No início do mês, representantes dos estados e da União chegaram a um acordo para modificar pontos das leis complementares (LCs) 192 e 194, aprovadas neste ano como parte do esforço do governo de Jair Bolsonaro (PL) e do Congresso para conter a escalada de preços em meio à alta do dólar e do petróleo.

O acordo foi desenhado na Comissão de Conciliação e Mediação criada no Supremo Tribunal Federal pelo ministro Gilmar Mendes, mas não entra em vigor imediatamente. Ele ainda depende da chancela formal das partes, de homologação do STF e, por fim, da aprovação de projetos no Congresso para modificar as leis citadas.

Na prática, o acordo devolve aos estados a autonomia para definir as alíquotas cobradas de combustíveis como etanol, diesel, biodiesel, GLP (gás de cozinha) e gás natural, desde que respeitando o chamado “teto do ICMS”.

A gasolina, porém, ficou de fora desse acordo e terá a tributação discutida por outra comissão, e apenas no ano que vem. Não se sabe, portanto, se esse combustível continuará subordinado ao teto do ICMS – dispositivo que, junto com a isenção temporária dos tributos federais (PIS, Cofins e Cide), foi fundamental para a forte queda dos preços e da inflação geral de julho em diante.

Os demais serviços declarados essenciais pela LC 194, como energia elétrica, comunicações e transporte coletivo, não terão alteração, segundo informou o Ministério da Economia à Gazeta do Povo. Isso significa que para eles o teto do ICMS continuará valendo.

“As propostas consensualizadas na audiência da última sexta-feira [2 de dezembro] representam um avanço na busca do reequilíbrio federativo”, disse o Comsefaz.

O que dizem as leis complementares 192 e 194, que serão modificadas

A LC 192, de março, disciplinou alguns pontos que já eram previstos na Constituição. Determinou que o ICMS dos combustíveis seja uniforme em todo o território nacional (ou seja, para cada combustível haverá tributação idêntica em todos os estados) e de regime monofásico (isto é, incidindo uma única vez na cadeia de fornecimento e sendo recolhido pelos produtores ou importadores). A lei também diz que as alíquotas devem ser específicas (“ad rem”), isto é, fixadas em reais por litro e não em um porcentual do preço.

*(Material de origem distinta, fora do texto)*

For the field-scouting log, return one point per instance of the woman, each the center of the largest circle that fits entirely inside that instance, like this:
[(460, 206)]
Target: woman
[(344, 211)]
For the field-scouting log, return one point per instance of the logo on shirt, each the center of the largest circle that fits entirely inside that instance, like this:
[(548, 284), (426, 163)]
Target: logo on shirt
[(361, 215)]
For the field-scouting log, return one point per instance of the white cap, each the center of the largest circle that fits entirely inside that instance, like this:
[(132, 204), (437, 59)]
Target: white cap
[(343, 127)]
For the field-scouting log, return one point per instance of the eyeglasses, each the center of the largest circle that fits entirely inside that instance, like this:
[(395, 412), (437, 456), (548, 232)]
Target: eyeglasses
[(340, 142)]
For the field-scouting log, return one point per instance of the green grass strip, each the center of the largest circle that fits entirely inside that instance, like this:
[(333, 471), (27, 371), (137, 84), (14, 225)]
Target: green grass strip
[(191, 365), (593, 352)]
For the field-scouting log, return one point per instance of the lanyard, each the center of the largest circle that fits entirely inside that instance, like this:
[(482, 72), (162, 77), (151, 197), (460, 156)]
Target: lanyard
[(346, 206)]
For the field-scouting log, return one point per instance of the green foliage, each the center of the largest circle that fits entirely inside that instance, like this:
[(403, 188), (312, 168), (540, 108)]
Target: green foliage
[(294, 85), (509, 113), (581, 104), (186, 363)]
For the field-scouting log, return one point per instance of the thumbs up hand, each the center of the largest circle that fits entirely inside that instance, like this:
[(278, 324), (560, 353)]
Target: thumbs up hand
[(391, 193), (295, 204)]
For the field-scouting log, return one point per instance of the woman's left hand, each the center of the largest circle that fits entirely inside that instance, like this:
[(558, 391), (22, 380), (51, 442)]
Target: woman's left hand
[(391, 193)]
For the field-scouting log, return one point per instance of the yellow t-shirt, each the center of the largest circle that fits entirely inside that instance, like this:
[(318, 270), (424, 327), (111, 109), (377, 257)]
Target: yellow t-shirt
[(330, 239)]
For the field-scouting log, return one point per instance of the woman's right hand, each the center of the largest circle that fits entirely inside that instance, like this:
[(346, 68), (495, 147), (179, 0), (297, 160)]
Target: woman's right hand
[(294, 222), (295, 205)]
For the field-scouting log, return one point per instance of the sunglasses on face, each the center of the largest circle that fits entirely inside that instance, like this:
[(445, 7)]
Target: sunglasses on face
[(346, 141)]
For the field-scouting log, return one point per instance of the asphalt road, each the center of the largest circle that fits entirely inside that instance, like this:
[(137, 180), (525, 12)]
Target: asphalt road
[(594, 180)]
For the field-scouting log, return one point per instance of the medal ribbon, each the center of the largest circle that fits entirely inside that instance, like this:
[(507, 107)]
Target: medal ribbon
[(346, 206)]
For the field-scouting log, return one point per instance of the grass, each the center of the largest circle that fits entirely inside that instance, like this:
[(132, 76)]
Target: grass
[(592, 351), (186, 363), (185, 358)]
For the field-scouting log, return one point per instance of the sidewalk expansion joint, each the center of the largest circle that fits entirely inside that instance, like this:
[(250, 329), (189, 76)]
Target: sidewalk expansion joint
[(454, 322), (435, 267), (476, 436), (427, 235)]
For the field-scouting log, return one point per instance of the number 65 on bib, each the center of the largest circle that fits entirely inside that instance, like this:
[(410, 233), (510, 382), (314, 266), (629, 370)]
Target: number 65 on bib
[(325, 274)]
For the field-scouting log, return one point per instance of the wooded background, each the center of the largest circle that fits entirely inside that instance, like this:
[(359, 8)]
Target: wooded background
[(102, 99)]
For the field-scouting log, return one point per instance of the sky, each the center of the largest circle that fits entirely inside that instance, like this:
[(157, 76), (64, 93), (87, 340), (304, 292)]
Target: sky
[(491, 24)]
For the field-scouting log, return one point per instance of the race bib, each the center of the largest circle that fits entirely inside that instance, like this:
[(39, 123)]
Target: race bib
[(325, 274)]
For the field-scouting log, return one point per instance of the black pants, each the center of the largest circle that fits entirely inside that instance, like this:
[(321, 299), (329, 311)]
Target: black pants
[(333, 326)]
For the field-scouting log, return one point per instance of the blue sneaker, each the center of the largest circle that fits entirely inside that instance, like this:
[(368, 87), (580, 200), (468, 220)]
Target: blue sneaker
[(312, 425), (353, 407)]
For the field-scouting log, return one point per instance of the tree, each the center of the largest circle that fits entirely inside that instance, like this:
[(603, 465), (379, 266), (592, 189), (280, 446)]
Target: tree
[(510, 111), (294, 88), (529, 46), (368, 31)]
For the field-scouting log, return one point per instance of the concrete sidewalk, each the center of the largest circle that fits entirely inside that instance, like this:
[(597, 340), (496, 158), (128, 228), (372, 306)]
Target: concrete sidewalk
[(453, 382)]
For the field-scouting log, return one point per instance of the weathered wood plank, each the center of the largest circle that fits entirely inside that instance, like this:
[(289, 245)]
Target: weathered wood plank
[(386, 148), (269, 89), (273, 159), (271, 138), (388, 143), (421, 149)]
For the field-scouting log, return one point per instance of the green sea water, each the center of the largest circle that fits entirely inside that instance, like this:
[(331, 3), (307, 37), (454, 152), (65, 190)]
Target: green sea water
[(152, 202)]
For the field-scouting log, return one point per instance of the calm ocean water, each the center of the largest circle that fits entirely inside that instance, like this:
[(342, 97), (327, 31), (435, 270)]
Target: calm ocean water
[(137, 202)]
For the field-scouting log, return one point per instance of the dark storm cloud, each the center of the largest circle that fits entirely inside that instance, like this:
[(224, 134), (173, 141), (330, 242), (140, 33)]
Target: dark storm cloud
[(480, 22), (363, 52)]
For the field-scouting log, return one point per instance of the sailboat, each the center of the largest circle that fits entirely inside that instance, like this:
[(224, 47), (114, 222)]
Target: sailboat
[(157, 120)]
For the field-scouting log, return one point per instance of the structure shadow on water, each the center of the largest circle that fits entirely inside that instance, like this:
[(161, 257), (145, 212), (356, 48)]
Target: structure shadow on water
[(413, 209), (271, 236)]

A LC 194, de junho, criou o “teto do ICMS”. Ela determinou que combustíveis, gás natural, energia elétrica, comunicações e transporte coletivo são “bens e serviços essenciais e indispensáveis, que não podem ser tratados como supérfluos”. Com isso, os estados ficaram proibidos de tributar esses itens acima das alíquotas padrão do ICMS, de 17% ou 18% na maioria dos casos. Até então, vários estados cobravam alíquotas próximas de 30% sobre a gasolina – em Minas Gerais e Rio de Janeiro, os porcentuais chegavam a 31% e 34%, respectivamente.

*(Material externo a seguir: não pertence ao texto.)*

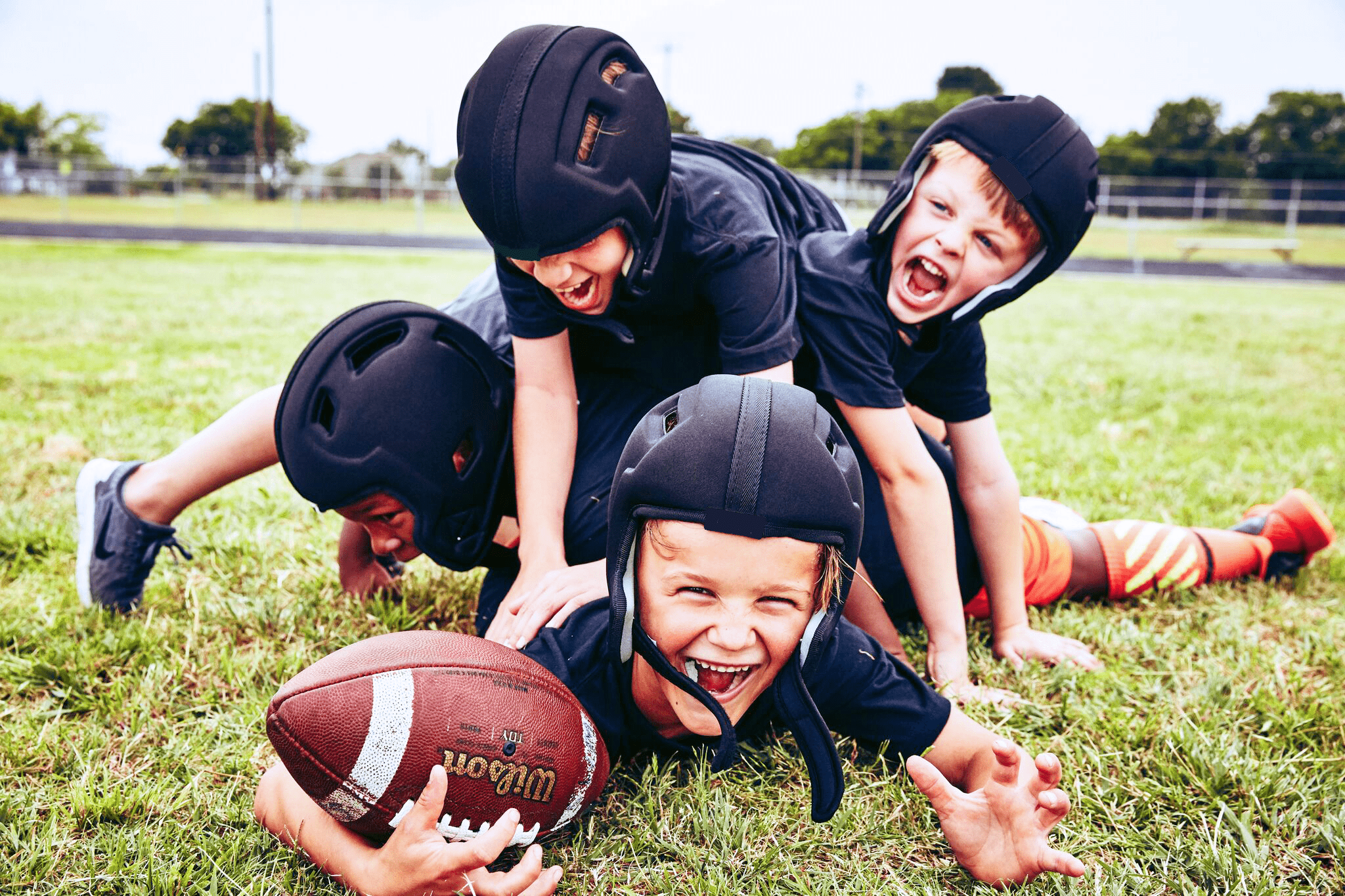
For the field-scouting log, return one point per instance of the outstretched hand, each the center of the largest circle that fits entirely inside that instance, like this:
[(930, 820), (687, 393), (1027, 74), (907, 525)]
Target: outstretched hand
[(1021, 643), (546, 602), (998, 833), (417, 860)]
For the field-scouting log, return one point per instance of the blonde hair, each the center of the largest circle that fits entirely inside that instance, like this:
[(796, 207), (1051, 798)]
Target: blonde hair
[(1002, 202), (594, 124), (830, 568)]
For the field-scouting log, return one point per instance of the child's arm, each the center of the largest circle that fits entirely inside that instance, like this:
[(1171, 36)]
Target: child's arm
[(545, 435), (1001, 803), (989, 490), (920, 515), (414, 860), (361, 572)]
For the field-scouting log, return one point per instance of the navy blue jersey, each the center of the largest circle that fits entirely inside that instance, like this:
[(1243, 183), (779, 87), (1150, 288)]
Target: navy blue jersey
[(858, 352), (724, 293), (608, 410), (857, 687)]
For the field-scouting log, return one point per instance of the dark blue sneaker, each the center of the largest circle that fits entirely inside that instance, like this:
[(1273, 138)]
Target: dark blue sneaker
[(116, 547)]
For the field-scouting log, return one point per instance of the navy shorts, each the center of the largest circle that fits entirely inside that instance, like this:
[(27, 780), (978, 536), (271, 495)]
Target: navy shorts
[(879, 551), (609, 408)]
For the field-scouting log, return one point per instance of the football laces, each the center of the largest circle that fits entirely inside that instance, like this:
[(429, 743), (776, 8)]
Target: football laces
[(464, 832)]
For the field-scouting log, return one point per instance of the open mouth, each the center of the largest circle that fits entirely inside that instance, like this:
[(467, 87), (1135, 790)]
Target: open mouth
[(580, 297), (720, 680), (925, 281)]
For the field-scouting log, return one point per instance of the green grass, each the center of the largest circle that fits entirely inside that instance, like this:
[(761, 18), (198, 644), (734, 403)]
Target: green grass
[(202, 210), (1207, 757)]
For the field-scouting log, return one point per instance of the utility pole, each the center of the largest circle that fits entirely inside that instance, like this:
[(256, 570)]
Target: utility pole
[(857, 159), (271, 105), (259, 139)]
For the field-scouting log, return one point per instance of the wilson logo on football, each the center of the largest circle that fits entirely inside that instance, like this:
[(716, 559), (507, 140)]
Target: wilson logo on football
[(514, 778)]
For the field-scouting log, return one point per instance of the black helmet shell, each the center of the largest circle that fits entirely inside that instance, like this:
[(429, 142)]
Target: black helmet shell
[(518, 139), (1039, 152), (744, 456), (380, 400)]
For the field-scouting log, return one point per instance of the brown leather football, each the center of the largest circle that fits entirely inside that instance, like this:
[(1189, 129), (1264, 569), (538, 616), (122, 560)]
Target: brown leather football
[(359, 731)]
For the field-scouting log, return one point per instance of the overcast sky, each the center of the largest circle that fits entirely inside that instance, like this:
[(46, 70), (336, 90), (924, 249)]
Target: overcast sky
[(359, 74)]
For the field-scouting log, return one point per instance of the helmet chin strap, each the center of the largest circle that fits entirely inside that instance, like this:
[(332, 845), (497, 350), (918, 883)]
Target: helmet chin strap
[(726, 753), (820, 752)]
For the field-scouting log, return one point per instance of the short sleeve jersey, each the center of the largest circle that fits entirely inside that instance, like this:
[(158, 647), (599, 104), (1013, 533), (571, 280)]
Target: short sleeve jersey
[(856, 349), (724, 295), (857, 687), (609, 408)]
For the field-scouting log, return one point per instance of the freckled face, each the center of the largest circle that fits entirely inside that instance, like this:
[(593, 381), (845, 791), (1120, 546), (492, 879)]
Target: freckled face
[(724, 609), (950, 244), (584, 278), (389, 524)]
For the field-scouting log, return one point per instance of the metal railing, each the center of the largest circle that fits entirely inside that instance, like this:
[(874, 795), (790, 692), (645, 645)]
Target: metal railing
[(1160, 199)]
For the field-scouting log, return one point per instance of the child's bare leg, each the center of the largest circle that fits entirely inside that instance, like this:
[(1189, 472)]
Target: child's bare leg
[(124, 508), (238, 444), (1125, 558)]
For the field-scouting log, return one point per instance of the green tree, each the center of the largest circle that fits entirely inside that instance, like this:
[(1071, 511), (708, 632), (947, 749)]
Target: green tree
[(680, 123), (73, 135), (761, 146), (403, 148), (1297, 135), (887, 135), (969, 79), (225, 132), (20, 129)]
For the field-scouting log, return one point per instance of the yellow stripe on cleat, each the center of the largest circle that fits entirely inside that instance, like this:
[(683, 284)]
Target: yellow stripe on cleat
[(1179, 568), (1141, 543), (1165, 550)]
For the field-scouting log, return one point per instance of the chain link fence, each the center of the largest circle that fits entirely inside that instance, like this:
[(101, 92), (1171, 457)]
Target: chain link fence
[(386, 177)]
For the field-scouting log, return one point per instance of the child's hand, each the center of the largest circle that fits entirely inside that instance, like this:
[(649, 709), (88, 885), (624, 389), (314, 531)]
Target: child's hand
[(361, 571), (1020, 644), (556, 595), (417, 860), (998, 833), (963, 692)]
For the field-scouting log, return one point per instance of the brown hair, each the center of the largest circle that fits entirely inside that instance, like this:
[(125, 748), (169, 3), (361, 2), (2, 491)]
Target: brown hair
[(1015, 217), (829, 570), (594, 124)]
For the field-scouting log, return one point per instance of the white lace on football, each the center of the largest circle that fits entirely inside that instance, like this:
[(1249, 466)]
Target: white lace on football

Essas e outras medidas causariam, às unidades da federação, uma perda de arrecadação estimada em R$ 124 bilhões por ano pelo Comitê Nacional de Secretários de Fazenda, Finanças, Receita ou Tributação dos Estados e do Distrito Federal (Comsefaz).

As perdas de arrecadação levaram governadores a acionar a Justiça, o que por fim resultou na criação de uma comissão de conciliação no STF.

Em paralelo, algumas unidades da federação enviaram às assembleias legislativas propostas para aumentar a tributação de outros produtos ou então elevar as alíquotas gerais do ICMS.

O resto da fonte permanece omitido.